My team just completed an aggressive project to release a new, on demand, interactive report for our leadership. New business focus created the need for a different approach, so we undertook the challenge to rethink how we delivered this important data.
We worked the project in what we lovingly call our “scrum butt” approach. It’s not quite Agile/Scrum — it doesn’t have the discipline of these formal models — but it leverages the nimbleness of these approaches and lets our project team and experts leverage their creativity to solve problems as they work the project.
We started by confirming the need. It was well-enough defined and had urgency. Then we scoped a possible solution and provided some mock-up info. We “socialized” (I hate that term) the concept with leadership and a few key stakeholders. Surprisingly, this was enough to get international travel approval from 2 different departments (business and IS&T) for 2 team members from Germany to travel to our USA headquarters for 2 1/2 weeks to work this project.
We continued working on “socializing” the scope within our team and with a larger team of stakeholders and contributors. We assembled leaders, architects, and developers from 3 different departments to show case various solutions that already existed in this space. The goal was to get some agreement on a single future direction for all these silo’d tools. We were very pleased that everyone felt the same mandate and sense of community across silos. We followed the show case with another session to explore a new technology platform that might serve our own project and the next iteration of other existing tools. Again, we were surprised and pleased to find ready agreement in a common direction.
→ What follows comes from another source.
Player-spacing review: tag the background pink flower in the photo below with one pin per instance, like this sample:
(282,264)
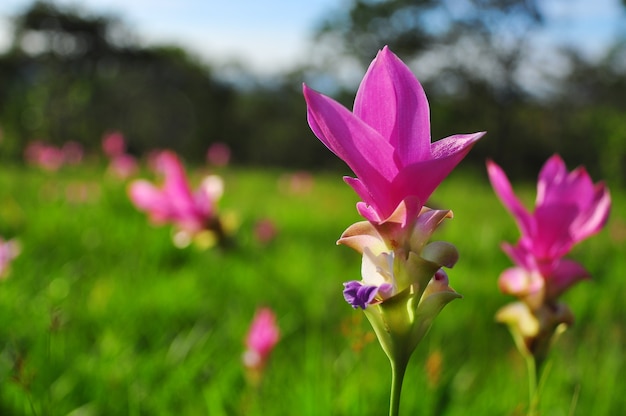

Finally, our team arrived on site and work began.
And you’re probably thinking that I skipped a few steps in my story. Not really. When the team arrived on site, we had a common vision and high-level outline of the larger buckets of work that needed to be delivered: a new data layer, a few key data problems solved, the interface of the tool built, and the PM side (communication, launch, training).
One key step that we skipped was gathering requirements. In this case, the requirements really were already gathered. We took the last 6 months of urgent reporting requests and the most recently delivered reports that had gone through several iterations already as our set of requirements. This way, we knew we had the salient things that were really needed and whose value had been proven despite some key data and platform weaknesses. This saved us from what typically becomes an uncontrolled expansion of requirements when we ask the open-ended question: “What do you need?”
With that high-level scope in mind, and documented very carefully on the war room white board (LOL), the team dug in and started rebuilding our earlier mockups in this new tool platform. This refined the scope, uncovered new problems, challenged some scope assumptions, etc. Every few days, we vetted conclusions with a few key stakeholders. We kept getting validation, and kept building, arguing, changing our minds, rebuilding, etc.
In the 2nd week of the project, we had a workable alpha version that we demo’d to the leadership team. They loved it and it validated all our assumptions and decisions. We finished refining it and it will launch on 05 Dec.
It’s loose. It’s sloppy. It’s nimble. It’s free. It’s creative. And it really does work.
But what makes it work? A team of people who work together all the time, who know each other, who are experts in their field, who know and live with the business requirements every day, and who are motivated to delivery something valuable and exciting.
You won’t find it in a text book. And purists will cringe and point out quite correctly all the risks and problems.
All I know is that we hit the mark and delivered in less than a month.